We have to look at what they do to see why. In order to probe the nature of the universe around us, science is a process, a body of tools, that has a long history of success in giving us robust, consistent answers. We use observation, experiment, critical analysis, and repeated reevaluation and confirmation of events in the natural world. It works. We use frequent internal cross-checking of results to get an answer, and we never entirely trust our answers, so we keep pushing harder at them. We also evaluate our success by whether the end results work: it's how we end up with lasers and microwave ovens, and antibiotics and cancer therapies.

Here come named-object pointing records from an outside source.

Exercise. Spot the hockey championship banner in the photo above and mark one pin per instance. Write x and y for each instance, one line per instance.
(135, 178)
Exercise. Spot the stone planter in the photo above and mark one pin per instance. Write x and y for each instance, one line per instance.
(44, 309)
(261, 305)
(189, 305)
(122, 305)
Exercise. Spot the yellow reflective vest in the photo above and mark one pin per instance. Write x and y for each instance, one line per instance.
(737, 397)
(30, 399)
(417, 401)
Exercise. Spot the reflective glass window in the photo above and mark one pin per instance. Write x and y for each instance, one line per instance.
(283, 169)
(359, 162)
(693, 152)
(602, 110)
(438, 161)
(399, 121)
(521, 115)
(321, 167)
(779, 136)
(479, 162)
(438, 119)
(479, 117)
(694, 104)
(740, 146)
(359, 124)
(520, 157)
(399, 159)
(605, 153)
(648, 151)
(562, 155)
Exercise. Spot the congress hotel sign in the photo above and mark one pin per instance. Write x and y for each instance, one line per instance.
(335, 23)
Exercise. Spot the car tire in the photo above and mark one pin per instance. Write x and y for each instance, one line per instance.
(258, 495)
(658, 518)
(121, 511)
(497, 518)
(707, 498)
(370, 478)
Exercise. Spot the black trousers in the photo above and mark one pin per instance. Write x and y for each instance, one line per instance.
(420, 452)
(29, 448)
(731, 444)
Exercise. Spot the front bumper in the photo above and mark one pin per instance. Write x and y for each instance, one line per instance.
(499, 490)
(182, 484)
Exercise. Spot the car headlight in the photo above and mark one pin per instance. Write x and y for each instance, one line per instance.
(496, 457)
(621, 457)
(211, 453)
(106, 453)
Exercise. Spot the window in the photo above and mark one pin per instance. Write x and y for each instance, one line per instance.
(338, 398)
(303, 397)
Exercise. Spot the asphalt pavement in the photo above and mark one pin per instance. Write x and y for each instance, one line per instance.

Religion, on the other hand, uses a different body of techniques to explain the nature of the universe. It uses tradition and dogma and authority and revelation, and a detailed legalistic analysis of source texts, to dictate what the nature of reality should be. It's always wrong, from an empirical perspective, although I do have to credit theologians with some of the most amazingly intricate logical exercises as they try to justify their conclusions. The end result of all of this kind of clever wankery, though, is that some people say the world is 6000 years old, that it was inundated with a global flood 4000 years ago, and other people say something completely different, and there is no way within the body of theology to resolve which answers are right. They have to step outside their narrow domain to get an independent confirmation — that is, they rely on science to give them the answers to the Big Questions in which they purport to have expertise.
So what theistic scientists have to do is abandon the operational techniques of religion and use science to address those questions. The "theistic" part of their moniker is nothing but useless baggage which, if they take it at all seriously, would interfere with their understanding of the world. That is what I mean by an incompatibility between the two...
Accommodationists are a problem not because accommodation is bad, but because they are pushing for the wrong kind of accommodation. Science doesn't need to conform, religion does. Religion demands a special kind of privilege in these discussions because if we actually get down to assessing views fairly and objectively, on the basis of what works, it fails. I say, let it....
I'm starting to wonder if folks who say "Science and religion are compatable" aren't mostly religious folks who inherently recognize that science has replaced religion as the primary arbiter of reality in our socieity, and thus are really trying to garner respect for their beliefs via claiming scientific compatability.
People hold all sorts of inherently incompatable ideas in their heads, all the time. In another thread, a Muslim is telling us he just luvs science while at the same time arguing against evolutionary biology.The compatibility arises in the individual who is able to hold the same ideas side by side and find important meaning in both
Religion and Science are not mutually exlusive. They are not opposites, they do not pull away from eachother of cancel eachother out.